Was erwartet einen, wenn fünf privat geführte Hotels fünf Tage lang Erzähler, Dichter und Journalisten auf „die Insel“ holen, um Kultur lebendig zu machen? Mareile Braun, Redaktionsleiterin von emotion SLOW war zu Gast beim Langen Literaturwochenende der Privathotels auf Sylt
Sylt ist immer eine gute Idee
Ich sage das als Fan. Sylt tut einfach gut. Zu jeder Jahreszeit, bei jedem Wetter, egal, wie mühsam die Anreise per Autozug oder Fähre zuweilen sein mag. Die Insel versöhnt mich mit allem, sofort. Kapuze auf und ab in den Sturm, Nordseeluft, Brandung, Runterschalten auf slowe Schrittgeschwindigkeit. Ich liebe Sylt gerade auch im November, wenn die Strände leer sind und das Meer ein tosendes Spektakel. Wenn mir der Wind den Kopf lüftet, der Hund am Strand vor Freude Luftsprünge macht: Die Weite der Natur schafft auch Raum für neue Gedanken. Hinterher kehre ich dann irgendwo ein, trinke Tee, mit einem Buch vor dem Kamin und bin: glücklich.

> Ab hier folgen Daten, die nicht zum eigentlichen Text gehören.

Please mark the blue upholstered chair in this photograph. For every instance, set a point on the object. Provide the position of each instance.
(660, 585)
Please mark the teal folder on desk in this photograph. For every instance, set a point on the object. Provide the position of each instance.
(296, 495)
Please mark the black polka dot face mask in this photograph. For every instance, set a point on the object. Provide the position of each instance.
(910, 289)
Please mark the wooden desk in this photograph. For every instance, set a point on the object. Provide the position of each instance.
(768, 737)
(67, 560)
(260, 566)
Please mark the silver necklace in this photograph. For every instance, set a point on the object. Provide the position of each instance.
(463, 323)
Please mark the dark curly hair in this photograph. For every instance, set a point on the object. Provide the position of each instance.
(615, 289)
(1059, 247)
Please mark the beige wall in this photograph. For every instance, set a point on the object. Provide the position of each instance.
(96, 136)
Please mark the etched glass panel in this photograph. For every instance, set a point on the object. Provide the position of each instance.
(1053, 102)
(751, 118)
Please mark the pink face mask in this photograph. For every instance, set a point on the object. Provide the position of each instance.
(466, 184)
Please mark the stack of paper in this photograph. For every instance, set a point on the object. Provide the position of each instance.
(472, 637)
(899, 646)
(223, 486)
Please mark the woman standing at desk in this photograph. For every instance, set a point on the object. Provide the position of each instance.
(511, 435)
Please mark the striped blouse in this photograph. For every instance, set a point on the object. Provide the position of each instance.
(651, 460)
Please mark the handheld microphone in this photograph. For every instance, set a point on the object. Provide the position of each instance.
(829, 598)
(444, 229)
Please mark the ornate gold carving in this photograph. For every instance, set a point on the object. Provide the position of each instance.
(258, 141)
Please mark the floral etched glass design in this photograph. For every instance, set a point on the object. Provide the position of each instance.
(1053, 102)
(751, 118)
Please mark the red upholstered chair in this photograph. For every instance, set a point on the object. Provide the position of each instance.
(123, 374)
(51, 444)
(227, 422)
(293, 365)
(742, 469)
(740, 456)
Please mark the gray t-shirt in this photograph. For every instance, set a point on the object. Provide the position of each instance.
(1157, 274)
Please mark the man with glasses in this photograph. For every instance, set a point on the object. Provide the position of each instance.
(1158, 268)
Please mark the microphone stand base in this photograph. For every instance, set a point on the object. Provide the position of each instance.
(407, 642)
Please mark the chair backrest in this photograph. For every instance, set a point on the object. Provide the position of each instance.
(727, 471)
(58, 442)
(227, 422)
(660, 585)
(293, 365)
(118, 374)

Sylt-Tipp im November: das lange Literaturwochenende
Seit diesem November ist Sylt für mich um noch eine Attraktion reicher. Daran ist die Elke Schuld und ihr "Langes Literaturwochenende". Gemeint ist Elke Heidenreich, die prominente Schriftstellerin, Moderatorin und Literaturkritikerin, die bereits zum vierten Mal als Gastgeberin der Gemeinschaftsaktion der fünf Privathotels der Insel auftrat: dem Landhaus Stricker in Tinnum, dem Hotel Rungholt in Kampen, dem Benen-Diken-Hof in Keitum, dem Fährhaus Sylt in Munkmarsch und dem Hotel Budersand in Hörnum. In letzterem, dem imposanten Luxushaus an der Südspitze des Insel, hat die 73-jährige eine über 1000 Bücher umfassende Bibliothek eingerichtet. Auch heute, acht Jahre nach Eröffnung des Budersand, kommt Elke Heidenreich noch regelmäßig von Köln an die Nordsee, um das Bücherrepertoire des Hotels zu aktualisieren und gemeinsam mit den Hoteliers neue Konzepte zu erörtern. Motto: Vielfalt erleben, Neues entdecken. Dabei ist das lange Literaturwochenende, das 2013 zum ersten Mal mit einer Handvoll Autoren antrat, mit mittlerweile zehn Lesungen an fünf Tagen fast zu einer ganzen Literaturwoche angeschwollen.
Auf Tuchfühlung mit prominenten Autoren
Wenn das Wort eine Stimme bekommt, ist das fraglos schon ein besonderer Zauber. Aber das, was man erleben kann, wenn einem die prominenten Macher auch als Menschen nahe kommen, hat nochmal eine andere Qualität. Elke’s Gästeliste auf Sylt ist so spannend wie undogmatisch, von Giovanni di Lorenzo bis Eva Menasse finden sich große Namen aller Genres. Darunter auch immer wieder welche, die Heidenreich durch ihre ehemalige ZDF-Sendung „Lesen zu Stars am Literaturhimmel machte. Wie Richard David Precht, quasi dem „Top-Act“ des diesjährigen Literaturwochenendes. „Ich habe ihr viel zu verdanken “, verriet der Publizist und Philosoph im Budersand, „Elke hat vor zehn Jahren mein Buch empfohlen und danach hat sich mein Leben total verändert.“ Er habe ihre TV-Sendung damals nur hören können, weil sein Fernseher so alt und kaputt war, dass die Bilder verschwammen. Als armer mittelloser Dichter und Denker habe er sich keinen neuen leisten können, ohje..... Tja, und dann erklomm sein Buch Wer bin ich – und wenn ja, wie viele? im Februar 2008 den ersten Platz der Spiegel Bestseller-Liste und blieb dort bis Oktober 2012. Precht hält damit den Langzeitrekord.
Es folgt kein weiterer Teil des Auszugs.